Понятно, что между этими двумя вопросами существует достаточно глубокая корреляция – сложный когнитивный процесс естественнее рассматривать как продукт социального или культурного конструирования, чем как нейрофизиологическую или соматическую реакцию[5]. В поисках предшественников оппоненты когнитивного подхода к эмоциям чаще всего ссылаются на авторитеты Ч. Дарвина и У. Джеймса, в то время как его сторонники идут значительно дальше в глубь веков, обращаясь к наследию Аристотеля и Спинозы (см.: Dixon 2003; Ben-Zeev 1999; Frijda 1999). Как показал историк Томас Диксон, сама категория «эмоции» была выработана в англоязычной философии и психологии XVIII–XIX веков для обозначения чувств, «не имеющих моральной стороны, телесно укорененных, некогнитивных и непроизвольных по своей природе»:
До возникновения эмоции как «универсальной обобщающей категории» на эти темы можно было говорить с большей тонкостью. «Аффекты» и «моральные чувства» («affects and moral sentiments»), к примеру, всегда понимали как рациональные и сознательные движения души, которые в то же время были теплыми и живыми психологическими состояниями. Неверно предполагать, что до 1970-х годов никто не осознавал, что чувства и мысли всегда были (должны быть) связаны тем или иным способом. Напротив того, это осознавали почти все (Dixon 2003: 3).
Таким образом, термин, специально введенный, чтобы отделить чувственное от рационального, оказался заново переосмыслен и в значительной степени вернул себе свое исходное значение, всегда включавшее когнитивный компонент[6]. В то же время историческая семантика слова «эмоция», даже c учетом ее позднейших метаморфоз, поддерживает исследовательскую ориентацию на изучение скорее типовых реакций сообществ и групп, чем уникального опыта отдельных личностей.
Господствующие теории отрывают эмоцию от контекста. Когда теоретик пишет о гневе, горе, жалости и т.д., в его тексте обычно содержится непроговоренная предпосылка, что явление, обозначенное специфической эмоциональной категорией, может быть отделено от специфического контекста события, –
заметил психолог и психиатр Теодор Сарбин, которого опыт врача-клинициста побуждал быть особо внимательным к частным случаям (Sarbin 1986: 84).
Свою роль в таком положении дел, по-видимому, сыграло и то, что история эмоций как дисциплина получила особенно бурное развитие в англоязычной и, в меньшей степени, франкоязычной науке (см.: Plamper 2015). Между тем ни английский, ни французский язык не обладает специфическим термином, обозначающим состояние человека, испытывающего эмоцию. Английский глагол «to experience», использующийся для описания этого процесса, в форме имени существительного («the experience») обозначает не уникальное событие эмоциональной жизни, но накопленный личностью опыт[7].

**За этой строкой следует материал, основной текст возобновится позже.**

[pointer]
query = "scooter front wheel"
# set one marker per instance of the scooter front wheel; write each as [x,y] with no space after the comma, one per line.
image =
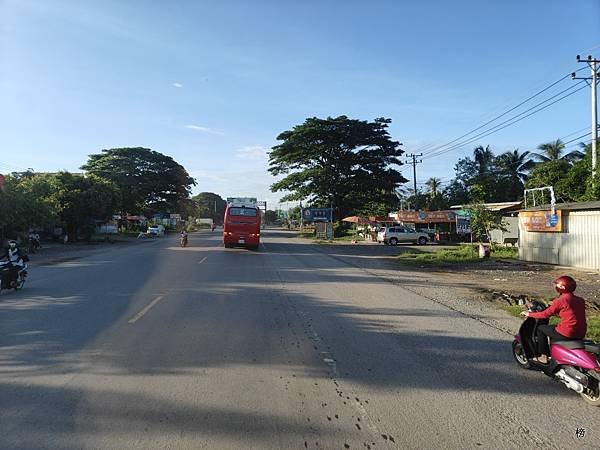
[591,395]
[519,355]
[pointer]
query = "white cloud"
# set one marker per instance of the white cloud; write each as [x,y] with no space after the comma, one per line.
[204,129]
[254,152]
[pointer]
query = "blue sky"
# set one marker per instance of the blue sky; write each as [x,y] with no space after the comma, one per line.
[212,84]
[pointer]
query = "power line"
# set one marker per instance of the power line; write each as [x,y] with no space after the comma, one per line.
[504,124]
[500,115]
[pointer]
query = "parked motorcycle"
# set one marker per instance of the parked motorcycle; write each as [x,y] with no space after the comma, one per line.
[574,363]
[12,276]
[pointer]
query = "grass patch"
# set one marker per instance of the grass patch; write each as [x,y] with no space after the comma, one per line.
[593,320]
[460,254]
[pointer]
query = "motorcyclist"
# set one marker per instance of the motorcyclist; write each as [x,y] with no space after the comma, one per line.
[13,258]
[571,310]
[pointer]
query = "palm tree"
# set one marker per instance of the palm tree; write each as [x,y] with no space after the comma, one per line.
[433,184]
[553,151]
[515,165]
[484,158]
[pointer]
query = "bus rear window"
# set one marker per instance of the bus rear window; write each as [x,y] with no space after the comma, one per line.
[242,212]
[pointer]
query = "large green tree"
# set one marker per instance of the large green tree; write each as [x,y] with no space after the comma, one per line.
[149,181]
[210,205]
[81,200]
[25,202]
[512,170]
[340,161]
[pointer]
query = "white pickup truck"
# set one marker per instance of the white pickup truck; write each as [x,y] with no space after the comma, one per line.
[397,234]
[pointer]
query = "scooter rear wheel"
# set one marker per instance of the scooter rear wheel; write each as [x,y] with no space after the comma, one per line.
[519,355]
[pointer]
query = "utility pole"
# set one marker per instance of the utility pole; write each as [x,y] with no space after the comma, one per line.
[413,160]
[593,82]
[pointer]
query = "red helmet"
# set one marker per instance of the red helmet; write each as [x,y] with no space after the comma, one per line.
[565,284]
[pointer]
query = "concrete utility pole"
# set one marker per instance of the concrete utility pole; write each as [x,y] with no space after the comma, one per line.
[413,160]
[593,82]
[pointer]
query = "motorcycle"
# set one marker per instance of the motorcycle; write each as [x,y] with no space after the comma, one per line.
[574,362]
[13,276]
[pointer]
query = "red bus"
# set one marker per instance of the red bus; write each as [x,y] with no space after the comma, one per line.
[241,226]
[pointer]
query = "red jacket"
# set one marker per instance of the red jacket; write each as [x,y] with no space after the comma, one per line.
[571,310]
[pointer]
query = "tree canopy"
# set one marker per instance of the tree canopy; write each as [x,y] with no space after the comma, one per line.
[149,180]
[344,162]
[210,205]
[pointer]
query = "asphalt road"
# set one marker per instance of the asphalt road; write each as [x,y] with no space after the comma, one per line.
[155,346]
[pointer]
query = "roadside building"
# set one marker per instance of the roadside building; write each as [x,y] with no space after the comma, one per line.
[569,235]
[510,221]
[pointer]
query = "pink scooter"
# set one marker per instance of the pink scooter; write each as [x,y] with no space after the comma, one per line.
[574,363]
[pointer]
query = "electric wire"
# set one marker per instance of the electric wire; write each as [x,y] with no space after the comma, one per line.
[506,123]
[500,115]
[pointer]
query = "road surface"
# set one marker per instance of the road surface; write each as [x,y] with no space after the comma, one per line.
[157,346]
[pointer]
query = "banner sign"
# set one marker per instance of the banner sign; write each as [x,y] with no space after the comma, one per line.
[316,214]
[242,200]
[446,216]
[541,221]
[463,225]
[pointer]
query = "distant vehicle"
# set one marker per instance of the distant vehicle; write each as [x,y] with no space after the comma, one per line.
[156,230]
[241,226]
[397,234]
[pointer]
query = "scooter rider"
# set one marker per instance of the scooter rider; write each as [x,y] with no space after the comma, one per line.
[183,237]
[14,259]
[571,310]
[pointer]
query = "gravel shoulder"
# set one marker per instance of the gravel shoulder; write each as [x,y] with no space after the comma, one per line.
[478,290]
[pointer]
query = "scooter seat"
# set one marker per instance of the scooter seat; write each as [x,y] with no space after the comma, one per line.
[592,347]
[573,345]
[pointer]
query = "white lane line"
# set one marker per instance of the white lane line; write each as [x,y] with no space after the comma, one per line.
[139,315]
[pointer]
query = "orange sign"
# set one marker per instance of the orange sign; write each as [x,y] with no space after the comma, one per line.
[541,221]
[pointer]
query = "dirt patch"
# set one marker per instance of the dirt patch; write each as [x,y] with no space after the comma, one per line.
[504,282]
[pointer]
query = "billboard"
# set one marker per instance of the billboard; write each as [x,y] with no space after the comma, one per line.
[316,214]
[463,225]
[541,221]
[426,216]
[242,200]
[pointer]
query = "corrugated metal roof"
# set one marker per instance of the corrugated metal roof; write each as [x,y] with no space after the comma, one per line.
[575,206]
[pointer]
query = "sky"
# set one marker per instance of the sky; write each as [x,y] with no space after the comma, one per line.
[213,83]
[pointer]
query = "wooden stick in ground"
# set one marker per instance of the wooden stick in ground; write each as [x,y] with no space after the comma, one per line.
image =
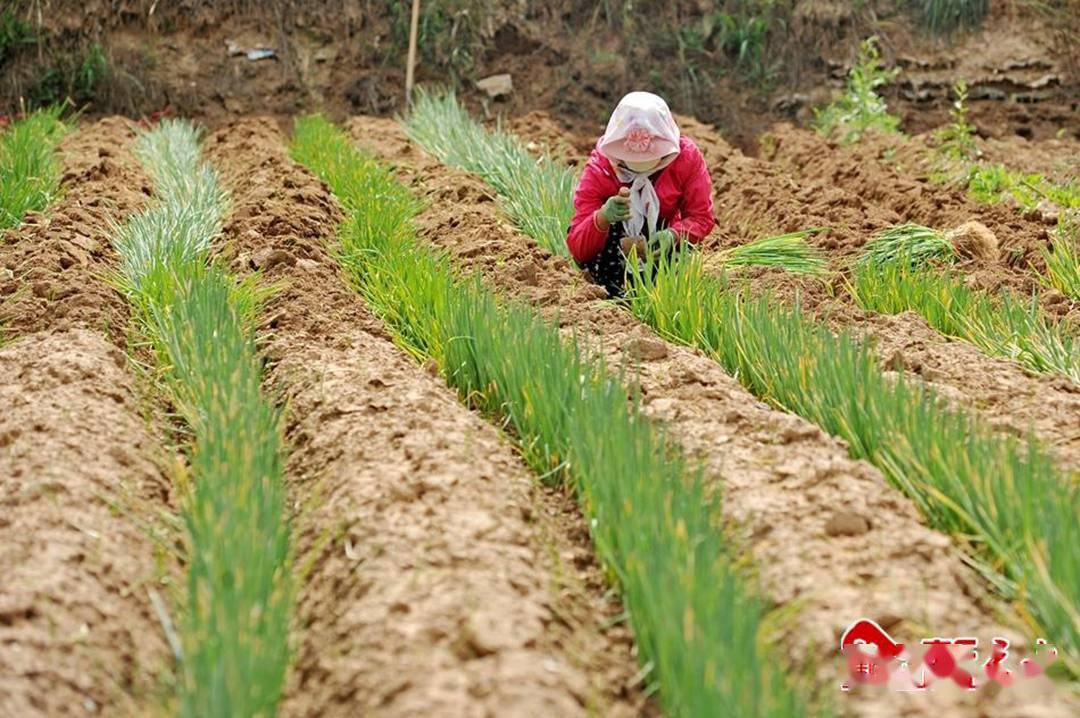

Как подчеркивает один из основателей современной прагматической социологии Лоран Тевено, «во французском и английском слово „experience“ плохо передает сочетание разнообразных, прежде всего эмоциональных элементов в усилии справиться со сложностями жизни» (Thévenot 2012: 294). Хорошо знакомый с русской интеллектуальной традицией социолог специально обращает внимание на эвристические ресурсы, которые предоставляет исследователю термин переживание.